Member of the Second Continental Congress
- In office 1780

Personal details
- Born: March 7, 1755
- Died: February 8, 1826 (aged 70)

= Francis Kinloch (congressman) =

American politician

Francis Kinloch (March 7, 1755 – February 8, 1826) was an American lawyer and rice planter from Georgetown, South Carolina. He served as a delegate for South Carolina to the Continental Congress in 1780.

==Biography==

Coat of Arms of Francis Kinloch

His father, Francis, was a member of the royal council for South Carolina from 1717 until 1757, and at one time its president, and his grandfather, James, came from Scotland about 1700.

Francis, the son, was first educated in Charleston, but was sent to London in 1768, after his father's death, and placed at Eton. In 1774, after travelling through France, Italy, and Switzerland, he remained in the Republic of Geneva with his friend Johannes von Müller, a Swiss historian. Though at first he had sympathized with the Tories, at the beginning of the American Revolutionary War he returned to Charleston, and received a captain's commission in the South Carolina militia. He was on Gen. Isaac Huger's staff at the attack on Savannah in 1779, and received a bullet wound. He then served on Gen. William Moultrie's staff until 1780, when he was sent to the Continental congress in Philadelphia for one year.
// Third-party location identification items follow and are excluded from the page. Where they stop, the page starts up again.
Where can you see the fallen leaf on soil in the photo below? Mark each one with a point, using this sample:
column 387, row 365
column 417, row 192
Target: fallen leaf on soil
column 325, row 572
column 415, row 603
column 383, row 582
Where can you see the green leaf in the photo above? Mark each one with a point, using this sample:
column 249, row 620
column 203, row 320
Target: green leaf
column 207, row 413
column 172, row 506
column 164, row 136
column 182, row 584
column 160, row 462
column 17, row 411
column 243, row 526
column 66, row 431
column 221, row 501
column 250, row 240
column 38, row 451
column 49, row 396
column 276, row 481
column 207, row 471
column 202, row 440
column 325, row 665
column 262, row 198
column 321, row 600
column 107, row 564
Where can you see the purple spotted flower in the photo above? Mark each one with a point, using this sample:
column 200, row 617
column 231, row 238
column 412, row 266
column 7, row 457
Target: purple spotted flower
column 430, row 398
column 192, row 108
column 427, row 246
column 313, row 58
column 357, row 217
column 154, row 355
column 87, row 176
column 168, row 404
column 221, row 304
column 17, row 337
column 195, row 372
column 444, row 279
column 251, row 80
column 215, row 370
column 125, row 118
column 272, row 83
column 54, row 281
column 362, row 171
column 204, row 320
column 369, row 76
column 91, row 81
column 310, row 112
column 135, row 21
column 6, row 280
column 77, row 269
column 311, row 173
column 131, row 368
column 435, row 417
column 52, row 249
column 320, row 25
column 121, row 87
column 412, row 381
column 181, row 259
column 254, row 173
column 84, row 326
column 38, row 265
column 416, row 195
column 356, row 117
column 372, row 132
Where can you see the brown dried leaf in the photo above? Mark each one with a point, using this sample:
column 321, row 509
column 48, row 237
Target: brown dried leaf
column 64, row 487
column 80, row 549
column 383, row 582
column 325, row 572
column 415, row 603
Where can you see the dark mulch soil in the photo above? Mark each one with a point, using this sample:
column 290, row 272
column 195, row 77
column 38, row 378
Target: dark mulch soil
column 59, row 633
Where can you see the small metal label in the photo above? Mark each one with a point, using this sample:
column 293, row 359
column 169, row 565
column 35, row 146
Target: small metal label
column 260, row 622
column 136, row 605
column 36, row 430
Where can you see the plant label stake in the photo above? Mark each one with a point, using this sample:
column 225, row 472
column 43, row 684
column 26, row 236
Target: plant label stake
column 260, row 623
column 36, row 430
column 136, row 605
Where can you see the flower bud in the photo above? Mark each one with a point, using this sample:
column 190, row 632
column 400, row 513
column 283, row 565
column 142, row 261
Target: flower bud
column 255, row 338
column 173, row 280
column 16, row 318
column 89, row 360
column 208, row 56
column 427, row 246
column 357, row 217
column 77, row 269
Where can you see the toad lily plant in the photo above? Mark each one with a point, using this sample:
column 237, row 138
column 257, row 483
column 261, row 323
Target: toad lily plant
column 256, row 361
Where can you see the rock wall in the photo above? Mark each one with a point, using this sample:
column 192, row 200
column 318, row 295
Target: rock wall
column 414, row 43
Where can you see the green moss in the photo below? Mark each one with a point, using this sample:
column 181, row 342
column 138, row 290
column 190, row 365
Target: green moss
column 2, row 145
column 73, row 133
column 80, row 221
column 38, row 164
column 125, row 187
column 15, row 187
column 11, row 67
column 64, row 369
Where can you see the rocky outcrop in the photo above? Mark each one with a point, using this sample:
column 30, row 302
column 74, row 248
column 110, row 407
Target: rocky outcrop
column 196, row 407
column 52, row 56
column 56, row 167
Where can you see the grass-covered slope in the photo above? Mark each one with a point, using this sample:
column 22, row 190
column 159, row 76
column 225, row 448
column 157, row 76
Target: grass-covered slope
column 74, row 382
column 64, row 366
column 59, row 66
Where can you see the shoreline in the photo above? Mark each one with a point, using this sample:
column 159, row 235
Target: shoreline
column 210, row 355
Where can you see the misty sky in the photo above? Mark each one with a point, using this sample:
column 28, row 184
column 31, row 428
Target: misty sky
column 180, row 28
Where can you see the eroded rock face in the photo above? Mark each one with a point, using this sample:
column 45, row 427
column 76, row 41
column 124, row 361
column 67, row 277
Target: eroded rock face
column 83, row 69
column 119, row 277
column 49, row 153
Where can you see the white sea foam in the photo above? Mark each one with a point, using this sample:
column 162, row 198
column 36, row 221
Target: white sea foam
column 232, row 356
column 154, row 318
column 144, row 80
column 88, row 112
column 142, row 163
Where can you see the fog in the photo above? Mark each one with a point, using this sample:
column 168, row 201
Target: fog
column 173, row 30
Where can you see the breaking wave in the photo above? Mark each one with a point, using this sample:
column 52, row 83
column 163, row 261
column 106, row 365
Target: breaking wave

While trying to escape from his house during "Simcoe's raid," he was captured, but released on parole and returned home.

After the war he was engaged, with his brother Cleland, in settling their desolated estates near Georgetown. For many years he served in the South Carolina House of Representatives, and was a justice of the peace and of the quorum. He was a delegate to the convention of 1787, and voted there in favor of ratifying the constitution of the United States. He was a member of the legislative council in 1789, and in 1790 one of the convention that formed the constitution for South Carolina. In 1803 he went with his family to the south of France and Geneva, but about 1806 he returned to Charleston.

He was the author of Letters from Geneva (2 vols., Boston), and a Eulogy on George Washington, Esq. (Georgetown, 1800; reprinted privately, New York, 1847).

His surviving letters include correspondence with contemporaries such as James Madison and John Laurens.